My dad’s garage was different than Grandpa’s. He kept a couple vintage cars in it. My favourite one had a canvas roof and smelled beautifully musty. They had brand names and a lot of information attached to them which Dad told us but I forget. What I remember is the smell of sitting in that car, especially after a rain.
Sometimes Dad would go out to the garage and sit, too. In the years when he was unemployed, a phantom anger would overtake him -usually at dinnertime—and he would shout, throw things across the room, break chairs, lose all control in the house with us, then retreat to the garage and the car. Everyone would scatter from the dinner table but me. I could hear him out there wailing and crying through the screendoor. Then morning would come with an apology.
Script for a parent apology. 1. Listen. 2. Say “It’s ok, I understand.” 3. Stay still: here comes the hug.
My brother Mike was an engineer like Grandpa. He got married first, had kids first. His son, David, was diagnosed as autistic as a young child. Intensive therapy was prescribed and they said yes.
When my nephew was little, he used to like to run and throw himself onto me. I knew why; I remembered doing that too. But times had changed and with an officially “autistic” child present, we were all quickly versed in a new and uncomfortable way of responding. It was a whole new language of “Hands quiet.” “No repeats.”

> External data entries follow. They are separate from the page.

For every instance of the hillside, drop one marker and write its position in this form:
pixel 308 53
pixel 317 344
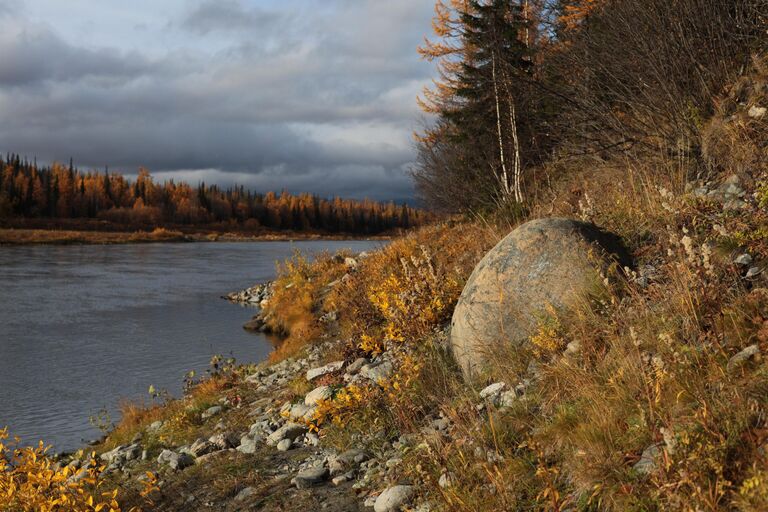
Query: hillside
pixel 651 394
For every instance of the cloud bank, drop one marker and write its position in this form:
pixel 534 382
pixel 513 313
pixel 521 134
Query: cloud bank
pixel 304 95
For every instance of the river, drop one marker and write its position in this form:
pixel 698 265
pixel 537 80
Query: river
pixel 84 327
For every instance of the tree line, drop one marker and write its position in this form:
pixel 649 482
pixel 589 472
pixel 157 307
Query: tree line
pixel 65 192
pixel 524 82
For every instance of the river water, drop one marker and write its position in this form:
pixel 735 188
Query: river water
pixel 84 327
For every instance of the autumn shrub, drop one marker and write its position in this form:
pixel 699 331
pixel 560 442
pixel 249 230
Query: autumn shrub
pixel 30 481
pixel 299 290
pixel 403 291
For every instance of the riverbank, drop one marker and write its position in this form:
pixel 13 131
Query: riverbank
pixel 633 400
pixel 364 406
pixel 74 237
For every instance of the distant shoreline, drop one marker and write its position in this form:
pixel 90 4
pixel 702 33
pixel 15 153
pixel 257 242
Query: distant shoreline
pixel 23 236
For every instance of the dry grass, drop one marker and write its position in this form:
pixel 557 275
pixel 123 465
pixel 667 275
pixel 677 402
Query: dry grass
pixel 44 236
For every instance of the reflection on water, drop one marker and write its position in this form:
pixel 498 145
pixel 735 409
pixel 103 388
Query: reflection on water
pixel 83 327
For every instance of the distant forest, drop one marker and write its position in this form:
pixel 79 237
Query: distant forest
pixel 64 192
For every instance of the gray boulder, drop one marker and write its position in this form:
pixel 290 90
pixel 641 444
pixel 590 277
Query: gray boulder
pixel 310 478
pixel 542 266
pixel 175 460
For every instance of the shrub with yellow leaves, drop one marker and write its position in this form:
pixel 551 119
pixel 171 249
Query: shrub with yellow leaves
pixel 30 481
pixel 415 299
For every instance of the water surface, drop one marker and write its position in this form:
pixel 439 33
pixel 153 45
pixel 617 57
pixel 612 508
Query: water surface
pixel 83 327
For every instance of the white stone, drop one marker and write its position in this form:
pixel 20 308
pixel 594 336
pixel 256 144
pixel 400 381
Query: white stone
pixel 493 390
pixel 394 498
pixel 756 112
pixel 317 394
pixel 324 370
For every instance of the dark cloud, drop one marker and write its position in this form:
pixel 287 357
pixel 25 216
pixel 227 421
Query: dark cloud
pixel 33 55
pixel 229 15
pixel 324 103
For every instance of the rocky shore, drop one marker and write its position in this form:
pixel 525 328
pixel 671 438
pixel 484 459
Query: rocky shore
pixel 293 463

David has loved the moon from the time he was very small. He can tell you about the cycles of the moon and when each kind of special moon is coming. I like to go outside away from the din of our family gatherings and look up with him. In the dark and the quiet he can ask me questions as many times as he wants; he can flap. I try to think of things that will bring on a flap. I try to stay connected in the dark under the moon.
I ran too, like my Dad. We moved ourselves to Canada. My son was diagnosed autistic as a young child. Intensive therapy was prescribed and we said no. We chose to unschool and now travel with whatever time and money we have. Our most recent trip is to the Bay of Fundy, which has the largest tides in the world.
The tide schedule sits on the hotel dresser. I check and re-check it; then the alarm rings. We all scamper about in the dark, grabbing cameras, throwing on yesterday’s wet clothes, forgetting shoes, race-walking down to the shores. Under the light of the stars, it all looks like a stellar landscape with giant, exposed boulders covered in prickly crustaceans, tiny sleeping barnacles hanging off heavy curtains of seaweed, waiting to breathe when the waters rise again. I walk along cold spring water beds, searching the sand for ancient volcanic rock, petrified sea mammals and any kind of creature to touch and hold and share.
Kyle is up ahead of me, singing, running, jumping. He grabs a stick and draws into the wet sand: a giant map of Toronto’s subway system. “Next station is Spadina. Change here for Line Two!” The sun is a gold ball rising above us. Behind us lie the dark tunnels of St. Martins.
In a few hours’ time, the tidal boar will rush through, filling up Fundy. It is a sight to behold when that brown wave comes racing down the riverbed. After the tidal bore, the river settles into a lazy flow that is at once deep brown and yet silvery-reflective. The reflections are more focused than the sky and clouds above: the water’s surface like God’s finely tuned camera lens. We sit on the mucky shores and just look.
Back at the hotel now, the day has just begun but we are wiped out. Not much in the mood for chit chat. Kyle flips out the camera and looks at the photos we shot. Ron makes some coffee and checks his iPhone. I sit down in the quiet and write.